Outro aspecto que há nisso é o impacto ambiental que a guerra, as indústrias de guerra, os armamentos, etc., têm. É outro problema. E há ainda a discussão, que está aqui nos nossos jornais, sobre a Inteligência Artificial [risos]. A ideia de que a Inteligência Artificial possa ser aplicada com fins militares, dominar o mundo e acabar com todos nós. E muitas pessoas dizem que se trata somente de uma distração de todos os problemas que temos. Mas, de qualquer forma, o que demonstra é que as pessoas precisam tomar o poder em suas mãos para parar estas coisas.

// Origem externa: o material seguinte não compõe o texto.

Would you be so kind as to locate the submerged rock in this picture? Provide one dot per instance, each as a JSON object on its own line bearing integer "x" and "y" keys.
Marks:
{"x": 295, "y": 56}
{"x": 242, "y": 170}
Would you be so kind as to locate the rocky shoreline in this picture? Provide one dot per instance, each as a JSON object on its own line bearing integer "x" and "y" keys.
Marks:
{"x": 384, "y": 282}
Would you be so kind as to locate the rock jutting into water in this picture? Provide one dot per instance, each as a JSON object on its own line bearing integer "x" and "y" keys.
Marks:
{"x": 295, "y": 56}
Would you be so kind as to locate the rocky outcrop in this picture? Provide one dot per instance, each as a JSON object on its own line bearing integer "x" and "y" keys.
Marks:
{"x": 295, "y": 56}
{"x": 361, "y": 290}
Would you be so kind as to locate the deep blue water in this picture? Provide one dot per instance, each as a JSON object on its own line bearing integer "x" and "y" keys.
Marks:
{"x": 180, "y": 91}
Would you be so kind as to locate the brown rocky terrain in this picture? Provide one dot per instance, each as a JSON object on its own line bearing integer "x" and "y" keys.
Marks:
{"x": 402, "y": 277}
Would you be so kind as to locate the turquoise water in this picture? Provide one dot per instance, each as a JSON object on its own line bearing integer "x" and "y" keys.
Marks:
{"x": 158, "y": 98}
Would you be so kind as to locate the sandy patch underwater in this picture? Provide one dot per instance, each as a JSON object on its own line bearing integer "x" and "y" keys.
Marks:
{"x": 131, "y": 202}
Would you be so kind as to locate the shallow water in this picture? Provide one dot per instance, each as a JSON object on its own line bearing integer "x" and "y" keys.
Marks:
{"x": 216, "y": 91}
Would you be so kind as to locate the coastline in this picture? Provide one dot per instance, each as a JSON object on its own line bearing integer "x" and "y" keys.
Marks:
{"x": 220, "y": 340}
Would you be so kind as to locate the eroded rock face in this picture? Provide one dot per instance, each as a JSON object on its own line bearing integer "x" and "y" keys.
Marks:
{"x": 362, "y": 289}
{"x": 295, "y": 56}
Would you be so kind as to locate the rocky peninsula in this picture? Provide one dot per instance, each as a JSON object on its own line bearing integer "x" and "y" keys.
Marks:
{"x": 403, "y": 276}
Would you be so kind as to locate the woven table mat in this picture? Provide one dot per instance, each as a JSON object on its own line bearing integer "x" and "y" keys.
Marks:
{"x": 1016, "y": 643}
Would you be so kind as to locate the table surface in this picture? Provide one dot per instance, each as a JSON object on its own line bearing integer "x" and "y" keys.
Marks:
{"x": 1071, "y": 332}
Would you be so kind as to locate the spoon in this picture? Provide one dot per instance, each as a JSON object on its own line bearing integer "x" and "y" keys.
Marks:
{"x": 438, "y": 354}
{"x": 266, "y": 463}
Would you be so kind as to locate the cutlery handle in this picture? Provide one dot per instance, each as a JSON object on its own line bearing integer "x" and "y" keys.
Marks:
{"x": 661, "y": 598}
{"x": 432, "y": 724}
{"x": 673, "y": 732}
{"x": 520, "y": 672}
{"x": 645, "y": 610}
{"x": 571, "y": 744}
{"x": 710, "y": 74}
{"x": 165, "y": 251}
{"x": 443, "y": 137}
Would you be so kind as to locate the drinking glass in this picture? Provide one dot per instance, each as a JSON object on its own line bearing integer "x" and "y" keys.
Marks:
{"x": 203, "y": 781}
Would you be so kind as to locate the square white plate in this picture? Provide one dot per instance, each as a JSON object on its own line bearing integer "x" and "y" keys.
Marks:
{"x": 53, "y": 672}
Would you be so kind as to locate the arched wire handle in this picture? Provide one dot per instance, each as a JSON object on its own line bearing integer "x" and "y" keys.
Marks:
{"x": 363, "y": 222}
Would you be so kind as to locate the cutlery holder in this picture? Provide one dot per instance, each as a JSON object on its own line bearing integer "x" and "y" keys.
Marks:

Uma vez eu estava em Cuba, e Fidel fez um discurso, que você deve conhecer, no qual dizia: “o mundo é como um navio, e neste navio há um punhado de pessoas que vivem em cabines de primeira classe; têm todas as comodidades modernas, os melhores alimentos e tudo o mais. Mas a maioria do povo neste navio está no porão, vivendo em condições iguais aos tempos da escravidão.” Então ele disse que, a não ser que aqueles que estivessem vivendo no porão se insurgissem e tomassem o controle do navio, este navio iria acabar atingindo um iceberg e afundar. É uma metáfora boa sobre a forma como o mundo é hoje [risos]. Está sempre caminhando para o desastre; guerras, desastre ambiental, crises econômicas. Então devemos tomar controle dele e levá-lo para uma direção diferente.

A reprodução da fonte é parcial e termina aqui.